C'est à peine si nous pouvons nous identifier à l'emblème de ce valeureux peuple anticolonialiste, anti-esclavagiste; ce peuple aux savoirs multiples, ce peuple vaudouesque, ce peuple aux dents d’acier que nous fûmes, dans une autre vie. À ce  propos, personne ne peut prétendre subodorer que l’Haïtien se soit alloué la peine de chercher à se modeler ne serait-ce que pour une fois, après plus de deux-cents ans, sur ce modèle de peuple. Et la raison, s’il est raisonnable d’en parler, en est que le «réel haïtien» a été, voilà déjà longtemps, noirci et diabolisé. Par conséquent, nous ne pouvons que nous plaire à exister de plus en plus avec nos rames d’illusions et nos espérances n'ayant ni tête, ni queue. Du moins, on est là tout carrément : délaissé, affamé, pillé et surtout seul. Seul avec un pays courageux, mais blessé à mort. Pour toute consolation, on souffre de nous laisser comprendre, de bonne grâce, ce qu’il en était de nos droits, aux temps des suffrages universels, de voter pour celui qui satisferait  nos besoins. Mais jusqu’ici, si on nous implore de citer au moins trois présidents qui ont été élus démocratiquement, nous aurons du mal à nous souvenir à quand remonte la dernière date où nous avons organisé des élections honnêtes, transparentes et démocratiques. C’est à croire que nous votons, certes ! Mais quand il faut casser l’œuf, tout devient trouble et suspect. D’où la question : Staline  n’a-t-il pas raison de croire que ce ne sont pas ceux qui votent qui comptent, mais ceux qui comptent les votes ? 


Personne n'y voit rien. Le pays s’éteint timidement, et l'illusion d'être au mieux abrite la réalité loin de nous. De sorte que, intellectuels ou pas, nous ne faisons que tâter la poule aux œufs d’or. Mais d’aucuns ne se satisfont pas même de ce marasme ontologique. Ils font tout pour passer du mal au pire, quitte à se joindre, à s’assimiler au superficiel pour se faire par la suite un nom et enfin avoir une petite agora dans ce grand holding du paraître. Ce fascinant cheval de Troie, semble-t-il, est ce à quoi tous les Haïtiens, ces derniers temps, se tiennent, alors que le pays s’en va dans une volée de cendres.

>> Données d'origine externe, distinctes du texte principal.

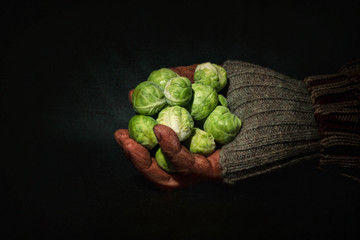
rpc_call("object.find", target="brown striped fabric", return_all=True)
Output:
[305,60,360,181]
[220,60,320,183]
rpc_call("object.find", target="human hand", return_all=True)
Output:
[114,64,222,190]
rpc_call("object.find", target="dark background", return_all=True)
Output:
[0,1,360,239]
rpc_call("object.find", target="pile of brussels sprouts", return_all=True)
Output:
[128,62,241,173]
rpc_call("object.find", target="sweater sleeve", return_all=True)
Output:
[220,60,320,183]
[305,60,360,182]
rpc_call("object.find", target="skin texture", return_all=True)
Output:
[114,64,222,191]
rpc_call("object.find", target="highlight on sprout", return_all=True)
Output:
[218,94,228,107]
[147,68,179,89]
[187,83,218,121]
[164,77,192,106]
[194,62,227,92]
[132,81,166,116]
[156,106,194,141]
[204,106,241,144]
[184,127,216,156]
[128,115,158,150]
[155,148,176,173]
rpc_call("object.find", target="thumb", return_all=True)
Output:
[153,124,182,158]
[153,124,195,174]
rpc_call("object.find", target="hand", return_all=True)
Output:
[114,65,222,190]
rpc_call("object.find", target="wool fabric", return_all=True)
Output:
[220,60,320,183]
[305,60,360,182]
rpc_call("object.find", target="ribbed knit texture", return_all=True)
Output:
[220,60,320,183]
[305,60,360,181]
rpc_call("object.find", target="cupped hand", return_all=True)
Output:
[114,64,222,190]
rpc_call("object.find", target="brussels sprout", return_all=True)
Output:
[187,83,218,121]
[128,115,158,150]
[155,148,176,173]
[147,68,179,89]
[204,106,241,144]
[132,81,166,116]
[218,94,228,107]
[184,128,216,156]
[194,62,227,92]
[157,106,194,141]
[164,77,192,106]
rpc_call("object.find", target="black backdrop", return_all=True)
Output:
[1,1,360,239]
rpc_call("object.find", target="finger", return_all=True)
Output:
[128,89,134,105]
[143,158,203,191]
[193,149,222,181]
[153,124,194,174]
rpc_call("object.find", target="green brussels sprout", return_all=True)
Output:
[132,81,166,116]
[218,94,228,107]
[164,77,192,106]
[156,106,194,141]
[187,83,218,121]
[147,68,179,89]
[155,148,176,173]
[194,62,227,92]
[128,115,158,150]
[204,106,241,144]
[184,127,216,156]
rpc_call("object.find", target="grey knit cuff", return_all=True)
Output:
[220,60,320,183]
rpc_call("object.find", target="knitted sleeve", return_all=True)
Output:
[305,60,360,182]
[220,60,320,183]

Grands, petits, écoliers, commerçants, directeurs, travailleurs, piétons, voituriers, politiciens, et même les monstres d’apocalypse, — ces célèbres messieurs qui font, au vu et au su de tout le monde, ce qu’il est d’usage de faire dans les couloirs, ou de ne pas faire du tout, — veulent tous être au timon des affaires. Ils montent au créneau. Tandis qu'à Port-au-Prince, cette petite jungle de cannibales où tous se mangent l’un l’autre, l'inattendu arpente les rues, et tète le pays jusqu’à sa dernière plaquette d’espoir d’être.


Mais personne ne discerne rien. Ils ont tous les yeux immobilisés sur le ring électoral. Si bien que le prétendu élu n'en est même pas encore à un quart de son mandat  que déjà un autre, beaucoup plus avare que lui, envie, comme toujours, sa position, et rêve de le faire capoter violemment.


Cette envie, cette avidité et cette soif intense de pouvoir sont à deux doigts de dévorer à pleines dents  toutes nos coutumes, voire ces complexités  et ces valeurs qui façonnent encore le peu qu’il nous reste du «réel-haïtien», au point que le doute, l'incertitude et la peur coulent dans des rivières de sang sous nos pas titubants.